Differences between citalopram and escitalopram

Citalopram and escitalopram are both useful SSRIs (Selective Serotonin Reuptake Inhibitors) for the treatment of adult depression. Escitalopram is the s-enantiomer, and active part of citalopram, which is a mix of s- and r-enantiomers. There is increasing evidence to suggest that escitalopram is more clinically effective than citalopram.

The optimal dose for the treatment of moderate depression is: citalopram 20mg daily or escitalopram 10mg daily. It is important that prescribers are aware that there is a dose difference, because confusion between these medicines could lead to escitalopram overdosing.

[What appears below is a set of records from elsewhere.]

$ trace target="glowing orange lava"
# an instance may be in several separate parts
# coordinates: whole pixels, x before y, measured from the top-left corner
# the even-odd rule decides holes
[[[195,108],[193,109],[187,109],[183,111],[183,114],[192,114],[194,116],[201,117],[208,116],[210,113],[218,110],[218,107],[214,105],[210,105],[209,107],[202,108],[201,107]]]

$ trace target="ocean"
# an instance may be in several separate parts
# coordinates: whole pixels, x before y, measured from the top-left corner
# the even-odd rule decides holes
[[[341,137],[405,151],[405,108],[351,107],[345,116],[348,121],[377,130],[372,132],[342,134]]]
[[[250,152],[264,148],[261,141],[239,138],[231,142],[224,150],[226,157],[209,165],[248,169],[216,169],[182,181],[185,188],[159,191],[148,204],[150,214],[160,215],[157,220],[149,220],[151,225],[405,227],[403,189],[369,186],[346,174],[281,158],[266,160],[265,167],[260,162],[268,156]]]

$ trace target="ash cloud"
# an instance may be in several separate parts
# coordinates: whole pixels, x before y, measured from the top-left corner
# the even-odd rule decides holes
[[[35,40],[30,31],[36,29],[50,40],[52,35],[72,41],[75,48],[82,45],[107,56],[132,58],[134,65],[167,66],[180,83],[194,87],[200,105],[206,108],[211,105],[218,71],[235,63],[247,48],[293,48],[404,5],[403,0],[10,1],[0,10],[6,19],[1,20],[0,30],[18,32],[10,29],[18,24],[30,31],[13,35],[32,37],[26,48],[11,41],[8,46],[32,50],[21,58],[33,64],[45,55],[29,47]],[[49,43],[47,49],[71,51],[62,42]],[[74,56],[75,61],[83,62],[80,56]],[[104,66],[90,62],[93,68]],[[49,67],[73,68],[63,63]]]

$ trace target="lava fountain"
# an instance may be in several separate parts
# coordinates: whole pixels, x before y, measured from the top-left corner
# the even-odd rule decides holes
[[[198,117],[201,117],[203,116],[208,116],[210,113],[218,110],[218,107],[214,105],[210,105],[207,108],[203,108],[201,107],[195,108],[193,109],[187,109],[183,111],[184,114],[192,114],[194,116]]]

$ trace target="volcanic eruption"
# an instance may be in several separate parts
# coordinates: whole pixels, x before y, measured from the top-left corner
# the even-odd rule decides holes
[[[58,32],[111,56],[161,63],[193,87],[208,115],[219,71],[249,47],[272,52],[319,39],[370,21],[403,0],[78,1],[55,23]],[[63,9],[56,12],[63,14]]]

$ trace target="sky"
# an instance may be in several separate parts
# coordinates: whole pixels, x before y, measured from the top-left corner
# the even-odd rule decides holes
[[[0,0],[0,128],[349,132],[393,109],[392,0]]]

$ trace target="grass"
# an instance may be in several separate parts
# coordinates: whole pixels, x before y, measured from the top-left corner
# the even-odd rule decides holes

A small proportion of patients may eventually require the maximum dose of citalopram 40mg or escitalopram 20 mg. There is no clinical benefit of using higher doses than this, but a greater risk of adverse effects including QT prolongation.

Citalopram is associated with a dose-dependent increase in QT interval prolongation, which could potentially lead to Torsade de Pointes. For this reason, the recommended maximum dose is 40mg per day. Citalopram is contraindicated if patients have congenital long QT syndrome, or if they are taking other medicines that prolong the QT interval.

There is also a risk of dose-dependent QT prolongation with escitalopram; the maximum daily dose of escitalopram must therefore not exceed 20mg per day.